Single-Cell Trajectory Analysis

Explainer

Single-cell RNA sequencing captures the transcriptomes of thousands to millions of individual cells, revealing the full heterogeneity of cell states within a tissue. But scRNA-seq provides only a snapshot — each cell is measured once and destroyed. If you want to understand a dynamic process like differentiation (how a stem cell becomes a neuron or a blood cell), you face a fundamental problem: you cannot follow individual cells through time. Trajectory inference solves this by exploiting the fact that in most biological processes, cells are asynchronous — at any given moment, cells at different stages of the process coexist in the tissue. By computationally ordering these cells by their transcriptional similarity, you can reconstruct the trajectory that any individual cell would follow over time.

Pseudotime methods — including Monocle (Trapnell et al., 2014), Slingshot (Street et al., 2018), and PAGA (Wolf et al., 2019) — construct this ordering algorithmically.
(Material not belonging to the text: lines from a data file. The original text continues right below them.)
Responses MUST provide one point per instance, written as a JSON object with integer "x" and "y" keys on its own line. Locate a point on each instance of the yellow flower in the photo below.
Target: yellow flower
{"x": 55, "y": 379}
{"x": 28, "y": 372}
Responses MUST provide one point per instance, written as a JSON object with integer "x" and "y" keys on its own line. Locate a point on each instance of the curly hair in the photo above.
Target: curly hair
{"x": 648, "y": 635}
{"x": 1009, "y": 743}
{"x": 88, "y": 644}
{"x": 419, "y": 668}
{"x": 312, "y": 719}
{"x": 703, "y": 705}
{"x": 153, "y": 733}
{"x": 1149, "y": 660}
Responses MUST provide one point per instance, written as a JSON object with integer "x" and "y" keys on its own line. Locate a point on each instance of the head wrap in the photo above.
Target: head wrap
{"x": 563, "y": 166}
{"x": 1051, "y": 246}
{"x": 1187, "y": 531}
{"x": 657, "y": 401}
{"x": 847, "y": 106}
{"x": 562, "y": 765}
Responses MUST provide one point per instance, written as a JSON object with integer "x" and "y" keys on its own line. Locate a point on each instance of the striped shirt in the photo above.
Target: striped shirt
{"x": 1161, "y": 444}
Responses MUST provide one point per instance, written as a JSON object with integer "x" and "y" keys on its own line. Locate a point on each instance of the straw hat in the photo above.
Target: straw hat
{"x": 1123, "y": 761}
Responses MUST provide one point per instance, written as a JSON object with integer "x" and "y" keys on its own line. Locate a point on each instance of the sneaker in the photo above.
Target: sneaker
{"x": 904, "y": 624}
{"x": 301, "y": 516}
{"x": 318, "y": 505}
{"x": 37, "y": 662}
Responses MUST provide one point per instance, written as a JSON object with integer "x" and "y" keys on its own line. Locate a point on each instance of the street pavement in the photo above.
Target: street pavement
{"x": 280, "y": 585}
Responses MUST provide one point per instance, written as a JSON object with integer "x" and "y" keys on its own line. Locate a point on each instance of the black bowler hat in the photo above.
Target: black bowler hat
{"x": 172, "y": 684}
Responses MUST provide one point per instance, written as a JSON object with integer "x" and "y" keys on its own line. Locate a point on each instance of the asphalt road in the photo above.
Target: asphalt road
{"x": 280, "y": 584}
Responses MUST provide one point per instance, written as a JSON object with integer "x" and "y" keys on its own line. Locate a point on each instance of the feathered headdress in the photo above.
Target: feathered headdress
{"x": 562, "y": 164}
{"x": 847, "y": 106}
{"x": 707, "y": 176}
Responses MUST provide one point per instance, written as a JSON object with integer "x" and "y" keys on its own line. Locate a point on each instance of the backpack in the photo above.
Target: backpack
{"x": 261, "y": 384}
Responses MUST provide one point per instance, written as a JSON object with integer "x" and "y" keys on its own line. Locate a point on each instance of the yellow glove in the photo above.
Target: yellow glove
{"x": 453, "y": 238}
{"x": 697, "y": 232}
The general approach is: (1) reduce the high-dimensional gene expression matrix to a lower-dimensional representation (PCA, diffusion maps, UMAP), (2) identify the topology of the trajectory (linear, branching, cyclical) using graph-based methods, and (3) assign each cell a pseudotime value reflecting its position along the trajectory. The result is a continuous ordering from progenitor states to differentiated states, along which you can identify genes that are dynamically regulated, branch points where fate decisions occur, and transcription factors that drive transitions. The critical assumption is ergodicity — that the snapshot population samples all stages of the process — which holds well for ongoing processes like hematopoiesis but fails for synchronized acute responses.

RNA velocity (La Manno et al., 2018) added a transformative dimension to trajectory analysis: directionality. Standard pseudotime methods infer an ordering but cannot intrinsically determine which end is the beginning and which is the end without prior biological knowledge (the user must specify a root). RNA velocity solves this by exploiting a signal internal to each cell: the ratio of unspliced pre-mRNA to spliced mature mRNA. Under a simple kinetic model, a gene being actively upregulated has an excess of unspliced mRNA relative to the steady-state expectation (transcription has increased, but the new transcripts have not yet been spliced). A gene being downregulated has a deficit of unspliced mRNA (transcription has decreased, but spliced mRNA persists). By computing this ratio across all genes, each cell gets a velocity vector in gene expression space — a prediction of its future transcriptional state. Projecting these vectors onto the low-dimensional embedding reveals the flow of cell-state transitions, including the directionality of differentiation and the location of attractor states (stable cell types where velocity approaches zero).

The practical impact of trajectory analysis on systems biology is profound. It has revealed previously unknown intermediate cell states in differentiation, identified transcription factor cascades driving fate decisions, and uncovered bifurcation points where a single progenitor population splits into multiple lineages. Tools like scVelo (Bergen et al., 2020) extended RNA velocity with a dynamical model that estimates gene-specific kinetic parameters (transcription, splicing, and degradation rates), improving accuracy and enabling the recovery of latent time — a quantity closer to real biological time than pseudotime. The integration of trajectory analysis with perturbation data (CRISPR screens in single cells), spatial transcriptomics (adding tissue location to trajectory position), and multi-omics measurements (simultaneous chromatin accessibility and gene expression) is making it possible to construct comprehensive, mechanistic models of cell-state dynamics that connect regulatory network architecture to developmental outcomes.